Good Question: What is the Blue Whale Challenge?
COLUMBIA, SC (WACH) - It's not clear where it started or why. But, teens are playing something called the Blue Whale Challenge and it can have deadly results.
The game is a series of 50 tasks. Each one builds to something more intense, ranging from something as simple as listening to a certain kind of music, to committing an act of vandalism, to cutting yourself.
The final challenge suggests the person playing the game commit suicide.
"50 risky, reckless things that ends with suicide? It's horrendous. But, it happens," said Dr. Robert "Skip" Valois, a professor of health and behavior at USC's Arnold School of Public Health
Although the origins of the challenge are somewhat murky, some say the online game started in Russia two years ago, Valois says something very serious is happening.
He says some teens can easily fall victim to the power of suggestion. Things like critical reasoning, impulse control and decision-making skills don't full develop in the human brain until people are in their mid-20s.
"They don't know what they're getting into at the beginning. Or they might think they do," said Valois. "But, with their processing being limited because their brains aren't fully mature, they get to a certain point where it's, oh boy, I'm really in this now and I don't really want to get out because I want to be cool, I want to be accepted. I want to complete the game."
Earlier this month, San Antonio teenager, Isaiah Gonzalez, hanged himself in his bedroom closet. Police say the 15-year-old propped up his cellphone on a shoe and broadcast his death on Facebook Live.
His family blames the death on the Blue Whale Challenge.
People can seek out the game through social media. An anonymous puppet master known as a curator issues the challenges and requires evidence, like pictures or video, to prove it's been completed.
Gonzalez's family looked into the game after finding pictures on his cellphone. They also say participants can be threatened.

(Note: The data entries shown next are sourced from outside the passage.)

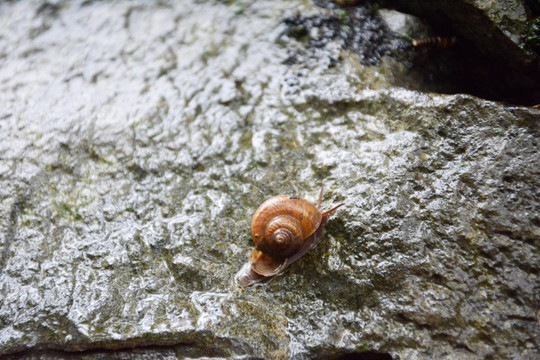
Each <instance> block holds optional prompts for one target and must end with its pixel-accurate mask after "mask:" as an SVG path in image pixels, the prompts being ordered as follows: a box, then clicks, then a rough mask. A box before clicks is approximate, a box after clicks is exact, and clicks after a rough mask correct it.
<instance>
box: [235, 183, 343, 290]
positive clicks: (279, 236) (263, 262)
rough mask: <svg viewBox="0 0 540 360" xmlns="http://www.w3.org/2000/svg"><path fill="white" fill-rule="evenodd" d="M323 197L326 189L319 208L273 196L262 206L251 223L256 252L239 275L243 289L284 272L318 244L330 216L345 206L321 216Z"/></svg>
mask: <svg viewBox="0 0 540 360" xmlns="http://www.w3.org/2000/svg"><path fill="white" fill-rule="evenodd" d="M322 194H323V189H321V193H320V196H319V201H318V204H317V206H314V205H313V204H312V203H310V202H309V201H307V200H305V199H302V198H299V197H297V196H294V195H278V196H274V197H272V198H270V199H268V200H266V201H265V202H264V203H262V204H261V206H259V208H258V209H257V211H255V214H254V215H253V220H252V222H251V235H252V237H253V241H254V242H255V249H254V250H253V251H252V252H251V255H250V259H249V264H246V265H245V266H244V267H243V268H242V270H240V272H239V273H238V274H237V280H238V283H239V285H240V286H242V287H246V286H250V285H252V284H254V283H257V282H260V281H262V280H264V279H266V278H267V277H270V276H274V275H276V274H278V273H280V272H282V271H283V270H285V269H286V268H287V267H288V266H289V265H291V264H292V263H293V262H295V261H296V260H298V259H299V258H301V257H302V256H303V255H305V254H306V253H307V252H308V251H309V250H311V249H312V248H313V247H314V246H315V245H317V243H318V242H319V241H320V240H321V239H322V235H323V231H324V226H325V225H326V223H327V219H328V215H329V214H330V213H331V212H333V211H335V210H336V209H337V208H339V207H340V206H341V205H343V204H341V205H338V206H336V207H335V208H333V209H331V210H329V211H326V212H324V213H321V211H320V205H321V200H322ZM248 265H249V266H248Z"/></svg>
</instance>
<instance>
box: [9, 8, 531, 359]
mask: <svg viewBox="0 0 540 360" xmlns="http://www.w3.org/2000/svg"><path fill="white" fill-rule="evenodd" d="M304 6H305V7H298V4H296V3H291V2H273V1H261V0H259V1H242V2H234V3H232V4H228V3H223V2H192V1H183V2H175V3H164V2H159V3H154V4H148V3H147V2H144V1H132V2H114V3H109V2H43V3H41V4H38V3H33V2H4V3H2V4H1V5H0V16H1V20H0V22H1V23H2V24H3V28H4V29H5V31H4V32H3V33H2V35H1V37H0V51H1V56H0V64H1V66H0V89H1V91H0V94H2V104H3V106H2V107H1V108H0V239H1V244H2V249H1V258H0V260H1V262H0V294H1V301H0V355H1V356H3V358H6V359H23V358H84V359H101V358H108V357H116V358H127V359H129V358H140V357H144V358H149V359H153V358H178V357H184V358H227V359H248V358H266V359H308V358H321V359H322V358H339V357H343V358H346V357H347V356H362V354H363V356H371V357H375V358H380V359H397V358H403V359H406V358H410V359H429V358H434V359H435V358H436V359H455V358H462V359H480V358H511V357H515V358H523V359H533V358H535V357H538V356H539V353H538V348H539V346H540V344H539V342H538V324H537V323H538V305H537V294H538V293H539V286H540V281H539V279H538V273H539V270H540V269H539V266H540V259H539V239H540V218H539V217H538V214H540V204H539V199H540V197H539V194H538V189H539V188H540V184H539V182H540V176H539V173H538V163H539V160H540V159H539V150H538V149H539V148H538V141H539V131H540V130H539V126H538V124H539V122H538V116H539V112H538V110H537V109H534V108H528V107H523V106H517V105H508V104H504V103H497V102H492V101H487V100H483V99H481V98H478V97H474V96H471V95H466V94H458V95H442V94H435V93H422V92H419V91H413V90H408V89H405V88H402V87H396V86H394V85H393V82H392V78H393V76H392V74H389V73H388V72H387V70H388V67H386V65H385V64H387V63H388V62H390V63H393V64H398V63H399V59H397V60H396V59H395V58H393V57H392V56H393V54H394V52H395V51H396V50H398V49H399V48H394V47H393V46H394V45H395V44H398V43H399V42H398V41H396V38H395V36H394V35H392V34H391V33H389V32H388V31H387V30H384V27H382V26H379V25H380V24H382V22H380V20H377V18H376V17H375V16H374V15H372V14H371V13H370V12H369V11H368V10H367V9H358V10H351V12H350V13H348V14H342V17H343V21H344V22H345V23H346V22H351V24H353V25H354V26H356V25H357V28H356V29H363V31H364V32H366V34H364V36H365V38H362V41H361V42H360V45H358V44H357V45H356V47H354V46H352V45H351V44H350V43H347V42H346V41H344V40H343V39H348V38H349V37H348V36H349V34H355V36H362V35H361V32H360V31H356V30H355V29H352V30H350V29H349V30H350V32H347V31H349V30H347V28H346V27H339V26H336V25H335V16H337V15H335V14H336V13H335V11H336V10H335V9H320V8H317V7H311V6H309V5H304ZM298 13H300V14H301V15H300V17H298V16H297V15H298ZM349 15H350V16H351V17H350V18H349ZM346 16H347V18H346ZM354 16H357V17H358V19H360V20H362V19H364V17H363V16H365V19H368V20H369V23H367V24H361V25H358V24H356V25H355V23H354ZM317 17H319V18H320V19H319V20H317ZM295 18H300V19H309V20H310V21H311V23H314V22H316V21H319V24H322V25H321V26H326V27H327V28H329V29H333V30H334V31H335V35H334V36H333V37H325V36H324V35H321V36H319V35H320V34H319V33H318V31H319V30H318V29H321V28H322V27H317V26H313V27H312V28H309V29H307V30H309V32H307V33H305V34H306V35H302V36H299V37H298V36H293V33H291V32H290V31H289V29H290V25H291V21H289V20H290V19H295ZM338 18H339V16H338ZM358 19H357V20H358ZM360 20H358V21H360ZM338 22H339V21H338ZM299 24H300V25H298V24H297V26H299V27H300V30H301V27H302V24H304V23H303V22H300V23H299ZM294 34H301V32H295V33H294ZM366 39H376V40H377V41H375V43H373V42H370V41H367V40H366ZM315 40H321V41H319V42H317V41H315ZM314 44H318V45H320V46H319V47H316V46H315V45H314ZM364 50H366V54H365V56H364V57H362V56H359V55H358V54H361V53H362V51H364ZM367 50H369V51H367ZM291 59H295V61H291ZM329 59H333V60H332V61H330V60H329ZM389 59H390V60H389ZM366 60H370V61H366ZM396 66H397V65H396ZM321 184H325V187H326V189H327V192H326V195H325V197H324V199H323V206H324V207H330V206H332V205H336V204H338V203H341V202H345V203H346V206H344V207H343V208H341V209H340V210H339V211H338V212H336V213H335V214H332V216H331V217H330V220H329V224H328V226H327V228H326V235H325V238H324V239H323V240H322V242H321V243H320V244H319V246H318V247H317V248H316V249H314V250H313V251H312V252H310V253H309V254H308V255H306V257H305V258H304V259H301V260H299V261H298V262H297V263H295V264H294V265H293V266H291V267H290V269H289V270H288V271H286V272H285V273H284V274H281V275H280V276H277V277H275V278H274V279H273V280H272V281H270V282H267V283H265V284H263V285H262V286H258V287H254V288H249V289H247V290H242V289H240V288H239V287H238V286H237V284H236V283H235V282H234V275H235V274H236V272H237V271H238V270H239V269H240V268H241V266H242V265H243V264H244V263H245V262H246V261H247V259H248V256H249V253H250V252H251V249H252V247H253V244H252V241H251V239H250V234H249V225H250V221H251V216H252V214H253V212H254V211H255V209H256V208H257V207H258V205H259V204H260V203H262V201H264V200H265V199H267V198H269V197H271V196H273V195H276V194H280V193H296V194H298V195H300V196H302V197H305V198H307V199H309V200H311V201H313V202H315V201H316V198H317V195H318V190H319V189H320V186H321Z"/></svg>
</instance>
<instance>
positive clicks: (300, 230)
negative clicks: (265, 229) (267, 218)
mask: <svg viewBox="0 0 540 360" xmlns="http://www.w3.org/2000/svg"><path fill="white" fill-rule="evenodd" d="M264 238H265V239H266V241H267V244H265V245H267V246H265V247H264V249H263V248H260V250H261V251H262V252H263V253H265V254H266V255H268V256H270V257H273V258H276V259H281V258H286V257H289V256H291V255H292V254H294V253H295V252H296V251H298V249H299V248H300V246H301V245H302V240H303V239H304V235H303V230H302V225H301V224H300V222H298V220H296V219H295V218H293V217H292V216H289V215H281V216H276V217H275V218H273V219H272V220H271V221H270V222H269V223H268V225H267V226H266V231H265V234H264Z"/></svg>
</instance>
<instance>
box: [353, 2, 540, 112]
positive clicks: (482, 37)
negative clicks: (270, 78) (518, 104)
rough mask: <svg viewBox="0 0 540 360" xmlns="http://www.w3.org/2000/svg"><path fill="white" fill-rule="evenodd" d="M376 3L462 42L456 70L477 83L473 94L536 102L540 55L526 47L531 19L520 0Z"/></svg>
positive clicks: (534, 47)
mask: <svg viewBox="0 0 540 360" xmlns="http://www.w3.org/2000/svg"><path fill="white" fill-rule="evenodd" d="M357 3H358V4H361V3H363V2H362V1H357ZM378 3H380V4H383V5H385V6H389V7H393V8H395V9H397V10H400V11H403V12H407V13H412V14H413V15H416V16H419V17H421V18H423V19H424V20H425V21H426V22H428V23H429V24H430V25H431V26H432V27H433V28H434V32H435V35H442V36H450V37H453V36H455V37H457V40H458V43H459V44H460V46H461V47H462V50H461V52H460V56H459V57H458V59H459V58H465V59H466V61H465V64H464V65H465V66H464V68H463V69H462V70H461V72H462V73H466V75H467V77H468V78H470V79H469V80H467V81H469V82H474V83H476V85H475V86H479V87H480V88H479V89H476V90H472V91H473V92H475V94H477V95H480V96H484V97H489V98H492V99H496V100H504V101H510V102H513V103H522V104H529V105H534V104H538V103H540V58H539V54H538V53H534V52H532V51H531V50H530V49H535V43H536V36H537V35H536V32H535V30H534V29H535V27H534V24H535V23H533V19H532V18H531V17H530V11H529V9H528V8H527V6H526V5H525V4H524V3H523V2H522V1H516V0H505V1H484V0H459V1H447V0H437V1H429V2H425V1H417V0H413V1H393V0H383V1H379V2H378ZM454 61H459V60H454ZM467 64H468V65H467ZM493 88H500V89H501V90H500V91H502V92H503V93H504V95H503V96H501V94H499V95H498V94H497V92H494V91H493V90H492V89H493ZM504 89H506V92H504ZM470 91H471V90H468V92H470ZM500 91H498V92H500Z"/></svg>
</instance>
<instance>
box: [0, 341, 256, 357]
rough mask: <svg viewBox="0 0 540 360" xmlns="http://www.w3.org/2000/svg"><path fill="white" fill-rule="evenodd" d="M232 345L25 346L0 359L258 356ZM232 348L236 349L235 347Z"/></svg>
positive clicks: (177, 344) (243, 356)
mask: <svg viewBox="0 0 540 360" xmlns="http://www.w3.org/2000/svg"><path fill="white" fill-rule="evenodd" d="M222 345H223V344H222ZM231 345H232V348H230V347H226V346H222V347H220V346H217V345H216V346H214V347H212V346H211V345H209V346H205V345H200V344H189V343H182V344H177V345H170V346H159V345H155V346H142V347H126V348H119V349H92V350H83V351H66V350H27V351H21V352H17V353H13V354H9V355H0V360H21V359H28V358H32V359H34V358H35V359H69V360H76V359H93V360H98V359H107V360H108V359H113V360H114V359H119V360H129V359H141V358H142V359H145V358H148V359H154V358H160V359H161V358H174V359H178V358H200V357H204V358H207V359H212V358H224V357H225V358H235V357H242V359H243V360H244V359H260V358H257V357H255V356H252V355H250V354H246V353H244V352H241V353H238V352H237V351H238V349H235V346H234V345H233V344H231ZM235 350H236V351H235Z"/></svg>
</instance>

"They tell them, if you say anything we're going to come to your home and kill your family," the teen's father, Jorge Gonzalez, told a Texas TV station.
Behavioral experts like Dr. Valois say the game is a call to action for parents.

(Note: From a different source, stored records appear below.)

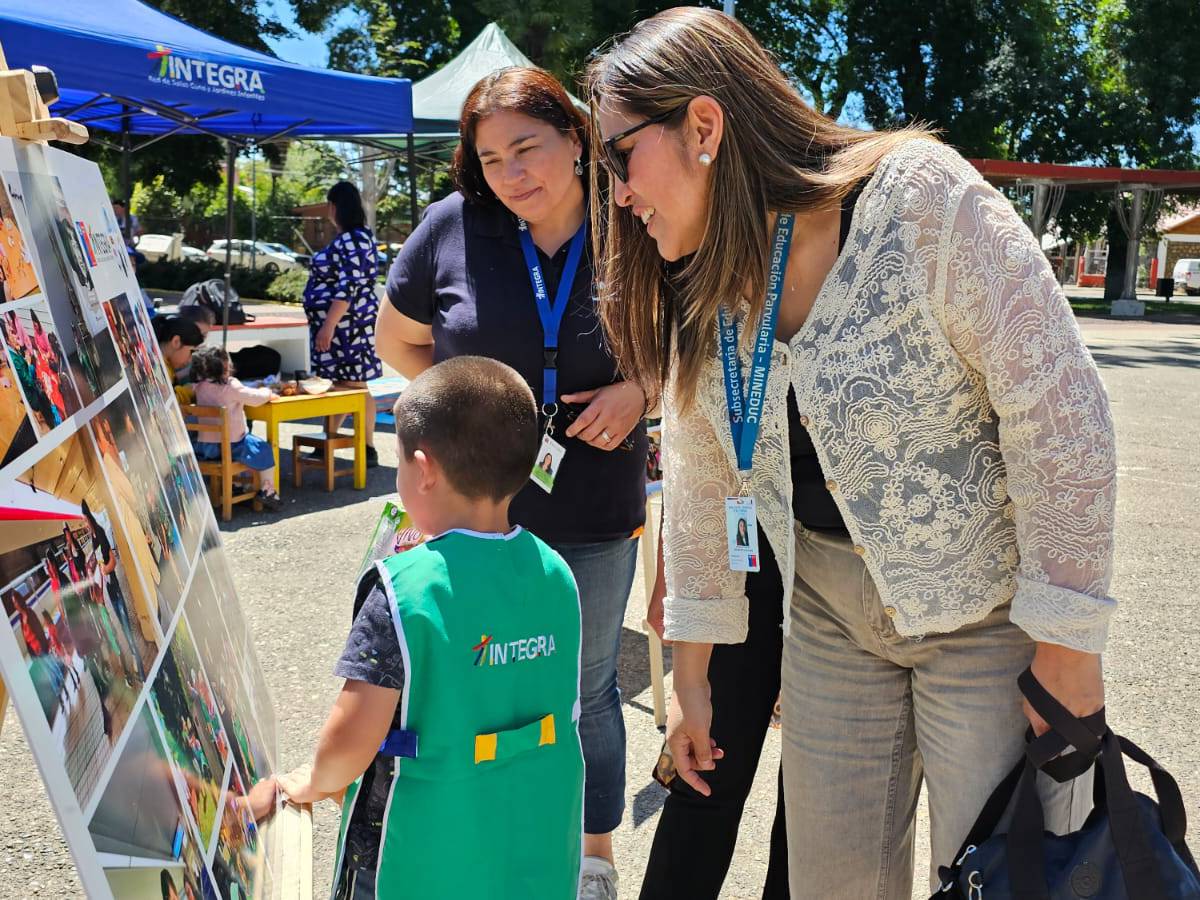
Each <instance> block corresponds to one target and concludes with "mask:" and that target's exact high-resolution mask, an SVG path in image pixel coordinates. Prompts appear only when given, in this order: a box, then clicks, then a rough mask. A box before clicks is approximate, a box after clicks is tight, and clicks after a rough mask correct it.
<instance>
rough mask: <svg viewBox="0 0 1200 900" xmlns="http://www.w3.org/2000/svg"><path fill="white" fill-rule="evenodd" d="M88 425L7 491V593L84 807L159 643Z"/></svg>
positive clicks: (6, 513) (44, 712)
mask: <svg viewBox="0 0 1200 900" xmlns="http://www.w3.org/2000/svg"><path fill="white" fill-rule="evenodd" d="M113 510H114V502H113V498H112V496H110V493H109V491H108V486H107V484H106V481H104V479H103V476H102V475H101V467H100V463H98V461H97V458H96V455H95V451H94V449H92V446H91V444H90V440H89V439H88V436H86V432H80V433H78V434H76V436H73V437H72V438H70V439H68V440H66V442H65V443H64V444H62V445H60V446H59V448H55V450H53V451H52V452H50V454H49V455H48V456H47V457H46V458H43V460H42V461H40V462H38V463H37V464H36V466H34V467H32V468H31V469H29V470H28V472H25V473H23V474H22V475H20V476H19V478H18V479H17V480H14V481H11V482H8V484H7V485H6V486H4V487H2V488H0V599H2V604H4V611H5V614H6V616H7V617H8V624H10V628H11V629H12V634H13V637H14V638H16V646H17V648H18V652H19V656H20V660H19V664H20V665H22V666H24V668H25V671H26V672H28V674H29V678H30V680H31V682H32V684H34V688H35V690H36V692H37V697H38V702H40V704H41V709H42V714H43V715H44V718H46V722H47V725H48V726H49V730H50V733H52V738H53V740H54V744H55V748H56V752H58V754H59V755H60V756H61V758H62V762H64V764H65V768H66V772H67V776H68V779H70V781H71V786H72V788H73V790H74V793H76V798H77V799H78V800H79V803H80V805H82V806H84V808H86V805H88V803H89V800H90V799H91V797H92V794H94V792H95V788H96V784H97V780H98V779H100V775H101V773H102V770H103V768H104V766H106V764H107V762H108V760H109V756H110V755H112V751H113V749H114V748H115V745H116V743H118V740H119V738H120V734H121V732H122V731H124V728H125V726H126V722H127V721H128V719H130V715H131V712H132V709H133V707H134V703H136V701H137V697H138V694H139V691H140V689H142V686H143V684H144V682H145V678H146V673H148V672H149V671H150V668H151V666H152V664H154V660H155V656H156V655H157V650H158V638H157V636H156V634H157V632H156V628H155V623H154V618H152V614H151V611H150V610H149V608H148V607H146V606H145V605H144V596H143V595H142V592H140V582H139V581H138V578H137V574H136V572H134V571H133V570H132V568H131V566H130V552H128V542H127V541H126V540H125V536H124V533H122V532H120V530H119V528H118V524H116V521H115V516H114V512H113Z"/></svg>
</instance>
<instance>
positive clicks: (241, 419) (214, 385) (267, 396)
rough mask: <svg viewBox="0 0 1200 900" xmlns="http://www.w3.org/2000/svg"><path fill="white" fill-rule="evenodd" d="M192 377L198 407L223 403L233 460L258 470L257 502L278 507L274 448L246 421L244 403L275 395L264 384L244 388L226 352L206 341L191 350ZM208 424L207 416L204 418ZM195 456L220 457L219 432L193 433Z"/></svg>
mask: <svg viewBox="0 0 1200 900" xmlns="http://www.w3.org/2000/svg"><path fill="white" fill-rule="evenodd" d="M192 379H193V380H194V386H196V402H197V404H198V406H202V407H224V408H226V409H227V410H228V415H229V450H230V452H232V454H233V460H234V462H240V463H242V464H245V466H248V467H250V468H252V469H257V470H258V472H260V473H262V481H263V487H262V490H260V491H259V492H258V498H257V499H258V502H259V503H262V504H263V505H264V506H265V508H266V509H269V510H272V511H275V510H278V509H280V508H281V506H282V505H283V502H282V500H281V499H280V494H278V492H277V491H276V490H275V451H274V450H271V445H270V444H269V443H266V442H265V440H263V439H262V438H260V437H258V436H256V434H252V433H251V431H250V427H248V426H247V425H246V407H247V406H251V407H257V406H262V404H263V403H270V402H271V401H272V400H274V398H275V395H274V394H271V391H270V389H268V388H247V386H246V385H245V384H242V383H241V382H239V380H238V379H236V378H234V377H233V364H232V362H230V361H229V354H228V353H226V352H224V350H223V349H221V348H220V347H210V346H208V344H205V346H203V347H197V348H196V349H194V350H193V352H192ZM205 424H208V420H205ZM196 456H197V458H200V460H220V458H221V432H220V431H202V432H199V434H197V436H196Z"/></svg>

"You've got to snoop around. You've go to look in their phones," said Valois. "You've got to look in their notebooks. You've got to rifle through their backpacks. You've got to be your own little Sherlock Holmes."
Setting ground rules can help. Experts suggest a few tips:
- Limit your child's access to social media
- No phones or other devices in the bedroom, only in places where they can be monitored
- Have access to your children's accounts
- Talk to your children about current events and technology
Valois adds taking a "It won't happen in my house" doesn't work. Parents need to take an active role.
And if anyone from a friend, teacher to a coach notices changes in a young person's behavior and thinks they're heading down a dangerous path, speak up.
"I think if you see something you say something," said Valois. "It might be better at the end of the day to have someone mad at you because you reported on something their kid was doing that didn't seem just right and save them, than to say, geez, I should've made that call."
If you or someone you know is dealing with depression or suicidal thoughts, you can reach the National Suicide Hotline at 800-273-8255.